Like most regions of the low income population subdivision has problems relating to education, health, employment, income poor circulation, road infrastructure, transport and high crime rates.

==Neighborhood statistics==
★Streets and avenues = 176

★lots = 25 thousand lots

★Number of electors = 19,291 (1998 figures)

★Health care centers = 3
- Polo Sanitary Goulart
- Health post Jorge Teixeira de Lima
- Garden Tour Catarina

★State schools = 4
- Transilbo Figueiras
- Abigail Carter
- David Quinderé
- Anita Garibaldi

★Public schools = 2
- Irene Barbosa Ornellas
- Nicanor Ferreira Nunes

★Bus lines = 7
- 4 municipal
- 3 intermunicipal

★Community Centers = 2

★Associations residents = 3
- AMJAC (Association of Residents of Jardim Catarina - founded in 1963)
- AMAJAC (Association of Residents and friends of Catherine Gardens - founded in 1981)
- AMOJACAN (Association for residents of New Garden Catarina - founded in 1995)

★Division Jardim Catarina = 3 shares
- Party Urbanized: Among the avenues Santa Catarina, Rua Padre Vieira and Nicholas Touquet and BR 101. Part between the streets Olegario da Costa and Marcos Nascimento and the streets of Fine Gold and ivory.
- Quilombo: Between Rua Ouro Fino and BR-101 and between the streets and son Ari Luis Ribeiro de Azevedo.
- Ipuca: From the Streets Father Manoel de Sa and the Alcantara River and the streets of Castro and Rodrigues Piracajuba. Part between the Alcantara River and Br-101 and between the streets and Anastacio Rosas Soares dos Reis.

==Trade==
The trade of the district focuses on the major streets in the subdivision, generally in the streets that cross the blending and forth from north to south. We found in this segment, midsize supermarket, shops of building materials, rental of videos and a lot of bars and eateries.

==Transport==
The transport is made by the district roads and river ita Auto Icaraí operating the bus segintes lines:

483 (Rio Ita) - Jardim Catarina x Niterói.

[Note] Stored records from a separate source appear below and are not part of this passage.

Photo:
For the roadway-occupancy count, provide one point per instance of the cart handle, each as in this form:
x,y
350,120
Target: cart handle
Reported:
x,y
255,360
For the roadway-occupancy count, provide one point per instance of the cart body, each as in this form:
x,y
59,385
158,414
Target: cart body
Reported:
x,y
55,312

12 and 13 - x Jardim Catarina Neves.

Cooperative Vans - Alcantara x Jardim Catarina.

==Leisure==
The Jardim Catarina for being a very poor neighborhood, does not have many recreational areas. in the neighborhood there are a few football fields that mainly on Sundays are filled m virtue of organizing tournaments and championships. The main fields are: 6 fields located in the marshland (Jardim Catarina Velho), 1 located near the end point of the "Rio Ita. Field called Ox, 3 located in Ipuca, called "Federal, Hunting talents and Eco" .. field types and numerous clubs.

Another meeting place is the square, located between the 27th and 28th Streets of Old Garden Catarina, where he also located the "Cultural Tent" that occasionally there are shows. Occasionally been seen in some "Circus" and "Parks" which are the delight of neighborhood children.

==Oddities==
In the neighborhood of Jardim Catarina, residents are mostly migrants from the northeast, which is stabilized taking root here.

Recently two small industries have settled in the Garden Catarina;

The Angels & Esteves LTDA ME industry of plastic disposable hospital use and Api Sun Natural products, industry-derived honey applied pharmacology.

Another striking fact in the district is the number of Protestant churches on the site that has an important social role in the redemption of the world's youth from drugs and violence among them is the Evangelical Community Garden Catarina located between the old streets 45 and 46 blending old.

There is the Jardim Catarina sheds three acclimation of bananas. In the largest of the three, are matured in 550 boxes per week with about 28 kg each. The deposit consists of five chambers 5 x 4 x 4m. the purchase price and $ 10, 00 and the entire product comes from the state of Santa Catarina and its destiny is a shop inside the CEASA-RJ.